- Born: Matthew Maxwell Taylor Kennedy Jr. September 18, 1993 (age 32)
- Education: Harvard University (BA) Stanford University (JD)
- Occupation: Political organizer
- Political party: Democratic
- Father: Max Kennedy
- Family: Kennedy family

= Max Kennedy Jr. =

American government volunteer, political organizer, and member of the Kennedy family

 Matthew Maxwell Taylor Kennedy Jr. (born September 18, 1993) is an American government volunteer, political organizer, and member of the Kennedy family. He is the whistleblower who sent a complaint to the United States House Committee on Oversight and Reform regarding the White House Coronavirus Task Force, which he worked on as a volunteer. Kennedy worked for the Democratic Party on their 2020 campaign efforts.

== Biography ==
Kennedy was born on September 18, 1993, to Victoria Anne Strauss and Max Kennedy. He is a grandson of Robert F. Kennedy and Ethel Kennedy. Kennedy grew up in Hyannis Port, Massachusetts, near the Kennedy Compound. As a teenager he volunteered with Riverkeeper. He graduated from Harvard University in 2016. After graduating, he did part time work at consulting and investment firms and had planned to take the LSAT in March 2020 and apply to law schools, until the onset of the COVID-19 pandemic. A lifelong Democrat, Kennedy felt torn about volunteering to work in the Trump Administration, but decided the job "didn't seem political." He joined the White House Coronavirus Task Force's Supply-Chain Task Force, led by President Donald Trump's son-in-law, Jared Kushner, that formed to provide protective equipment to places where outbreaks of the virus had occurred.
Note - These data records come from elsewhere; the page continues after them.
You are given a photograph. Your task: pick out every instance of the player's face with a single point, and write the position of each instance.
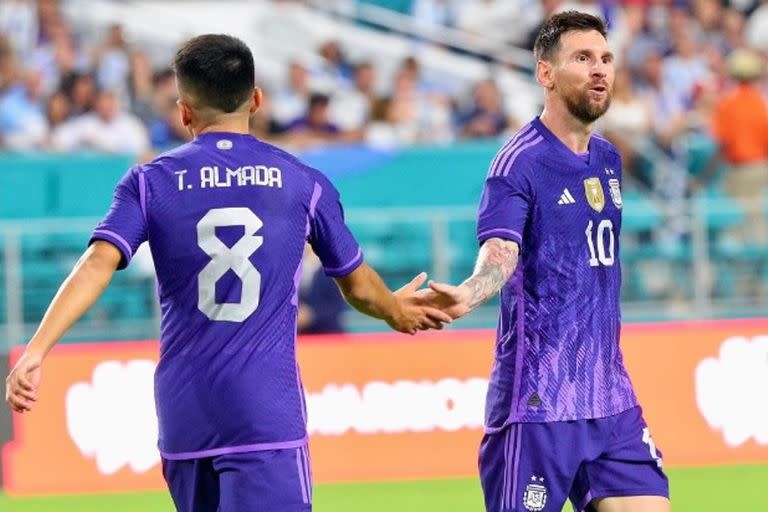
(584, 74)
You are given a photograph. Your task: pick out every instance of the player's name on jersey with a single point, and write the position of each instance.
(213, 176)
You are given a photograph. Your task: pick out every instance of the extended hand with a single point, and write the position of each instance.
(414, 314)
(453, 300)
(22, 383)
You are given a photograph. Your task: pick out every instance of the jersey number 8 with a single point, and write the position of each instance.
(224, 259)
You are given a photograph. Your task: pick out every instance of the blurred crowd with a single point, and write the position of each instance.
(680, 63)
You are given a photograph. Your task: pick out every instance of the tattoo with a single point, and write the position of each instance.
(496, 262)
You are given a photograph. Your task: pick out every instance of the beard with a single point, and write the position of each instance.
(586, 110)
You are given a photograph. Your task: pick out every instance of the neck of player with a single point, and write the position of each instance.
(571, 131)
(236, 122)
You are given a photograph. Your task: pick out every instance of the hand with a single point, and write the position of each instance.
(453, 300)
(414, 314)
(22, 383)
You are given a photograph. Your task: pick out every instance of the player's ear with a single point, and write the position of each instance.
(256, 100)
(544, 73)
(185, 111)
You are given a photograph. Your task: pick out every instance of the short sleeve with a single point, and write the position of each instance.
(329, 235)
(125, 224)
(504, 207)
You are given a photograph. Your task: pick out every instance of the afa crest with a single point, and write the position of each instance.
(594, 191)
(615, 190)
(535, 497)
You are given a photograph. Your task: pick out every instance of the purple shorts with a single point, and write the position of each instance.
(273, 480)
(534, 467)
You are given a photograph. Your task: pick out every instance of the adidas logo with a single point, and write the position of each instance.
(566, 198)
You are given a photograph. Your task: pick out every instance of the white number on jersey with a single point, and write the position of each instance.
(602, 256)
(225, 258)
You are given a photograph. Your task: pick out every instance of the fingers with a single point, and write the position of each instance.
(438, 315)
(17, 403)
(416, 282)
(445, 289)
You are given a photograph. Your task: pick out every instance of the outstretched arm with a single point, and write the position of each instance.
(496, 262)
(364, 289)
(79, 292)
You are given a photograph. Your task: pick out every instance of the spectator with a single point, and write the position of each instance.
(22, 121)
(740, 127)
(81, 92)
(627, 123)
(315, 126)
(686, 68)
(166, 130)
(57, 109)
(352, 108)
(18, 20)
(413, 117)
(486, 117)
(113, 62)
(107, 129)
(335, 69)
(290, 102)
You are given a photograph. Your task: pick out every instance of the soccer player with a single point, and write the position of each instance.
(227, 217)
(562, 420)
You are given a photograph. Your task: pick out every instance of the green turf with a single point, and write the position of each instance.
(737, 488)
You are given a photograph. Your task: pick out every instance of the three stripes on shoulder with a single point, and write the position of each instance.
(566, 198)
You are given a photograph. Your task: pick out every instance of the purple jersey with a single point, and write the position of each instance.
(227, 217)
(557, 350)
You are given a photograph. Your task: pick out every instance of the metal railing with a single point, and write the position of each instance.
(493, 49)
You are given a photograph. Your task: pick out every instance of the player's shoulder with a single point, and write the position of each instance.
(605, 146)
(518, 153)
(297, 165)
(170, 158)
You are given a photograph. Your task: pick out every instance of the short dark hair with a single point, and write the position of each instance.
(217, 70)
(548, 40)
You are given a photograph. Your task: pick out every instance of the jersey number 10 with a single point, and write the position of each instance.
(603, 256)
(224, 259)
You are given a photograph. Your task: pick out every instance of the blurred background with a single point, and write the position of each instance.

On his first day as a task force volunteer, Kennedy arrived at the Federal Emergency Management Agency headquarters and joined a team of a dozen volunteers, all in their twenties. Kennedy, who took the position with the intention of being support staff for the task force, told The New Yorker that he and the other volunteers were the official task force team for the U.S. Federal Government. He and other volunteers were responsible for obtaining medical supplies using their own personal computers and private email accounts. Kennedy was pressured by Brad Smith, an appointee directing the task force, to create a model with false information on the projected number of coronavirus fatalities in the United States. Kennedy declined to perform the assignment. Kennedy stated that the task force was instructed to prioritize requests from the President's supporters and friends, including Jeanine Pirro. They were also instructed to direct millions of dollars' worth of medical supplies to five pre-selected distributors. In April 2020, despite having signed a nondisclosure agreement, he sent an anonymous complaint to the United States House Committee on Oversight and Reform detailing failures and "dangerous incompetence" in the Trump Administration's response to the pandemic. Kennedy referred to the Trump Administration's coronavirus response as "family office meets organized crime, melded with Lord of the Flies" and called it "a government of chaos." He quit the task force later that month and now works for the Democratic Party, and helped on the Joe Biden 2020 presidential campaign.

Kennedy is featured in Alex Gibney's 2020 documentary Totally Under Control.